European Literary Text Collection (ELTeC) in TextGrid Repository (XIII; 2022-08-29)
This is the project site of the European Literary Text Collection (ELTeC) in the TextGrid Repository. The goal of adding the ELTeC to TextGrid Repository is to publish and archive this valuable set of corpora in European languages and combine them with the technical possibilites that TextGrid Repository offers. Below, we list some of the possibilities that TextGrid Repository facilitates to researchers and readers who are interested in the ELTeC. Currently, we have imported 15 subcorpora of the ELTeC.
Browsing the ELTeC in TextGrid Repository
Here we present some possibilities of how to browse the ELTeC in TextGrid Repository:
- Navigate to the texts of one subcorpus of one specific language
- Navigate to all editions of the ELTeC
- Navitage to all objects of the ELTeC corpus (files and metadata of the editions, works and subcorpora)

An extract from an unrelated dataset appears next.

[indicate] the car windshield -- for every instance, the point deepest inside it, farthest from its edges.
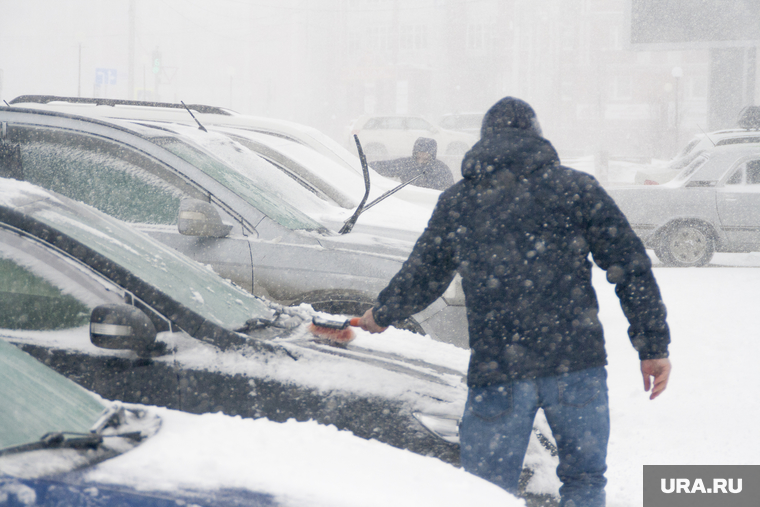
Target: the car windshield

In all these cases, you can add further filters with the facets on the left.
Subcorpora and Languages
Here are links to the subcorpus for each language:
- Czech Novel Corpus (ELTEC-cze), collected by the Institute of the Czech National Corpus
- German Novel Corpus (ELTeC-deu), collected by Fotis Jannidis, Leonard Konle and Carolin Odebrecht
- English Novel Corpus (ELTeC-eng), collected by Lou Burnard
- French Novel Corpus (ELTeC-fra), collected by Christof Schöch and Lou Burnard
- Hungarian Novel Corpus (ELTeC-hun), collected by Gábor Pálko
- Norwegian Novel Corpus (ELTeC-nor), collected by Michael Preminger and Christian Emil Smith Ore
- Polish Novel Corpus (ELTeC-por), collected by Joanna Byszuk and Jan Rybicki
- Portuguese Novel Corpus (ELTeC-por), collected by Diana Santos
- Romanian Novel Corpus (ELTeC-rom), collected by Roxana Patras
- Slovenian Novel Corpus (ELTeC-slv), collected by Tomaž Erjavec, Miran Hladnik, Marko Juvan and Katja Mihurko Poniž
- Spanish Novel Corpus (ELTeC-spa), collected by Borja Navarro Colorado
- Serbian Novel Corpus (ELTeC-srp), collected by Cvetana Krstev
- Swedish Novel Corpus (ELTeC-swe), collected by Ljubica Miočević and Cai Alfredson
- Swiss German Novel Corpus (ELTeC-gsw), collected by Giulia Grisot and Berenike Herrmann
- Ukranian Novel Corpus (ELTeC-ukr), collected by Dmytro Yesypenko and Mykhailo Nazarenko
Filtering through Specific Metadata of the ELTeC (Facets)
Because some specific metadata fields are relevant for the composition of the ELTeC, these have been incorporated as new searchable metadata (facets) to TextGrid Repository. For this, the metadata in the TEI files incorporated in the TextGrid metadata fiels. These facets can be used by selecting them in the menu on the left of the results page of the project, or use them in a query. Here we present some possible queries specific for the ELTeC:
- language
- timeSlot
- firstEdition
- Look for works being created in 1840 (work.dateOfCreation.value:1840)
- Look for works being created after 1840 (work.dateOfCreation.value:>1840)
- Look for works being created before 1910 (work.dateOfCreation.value:<1910)
- Look for works being created between 1840 and 1910 (work.dateOfCreation.value:>1840 work.dateOfCreation.value:<1910 )
- authorGender
- size
- reprintCount
Of course, queries combining these facets are possible. The facet search can be combined with fulltext queries, such as:
- Look for texts in the French ELTeC corpus which contain word Paris (Paris edition.language:fra)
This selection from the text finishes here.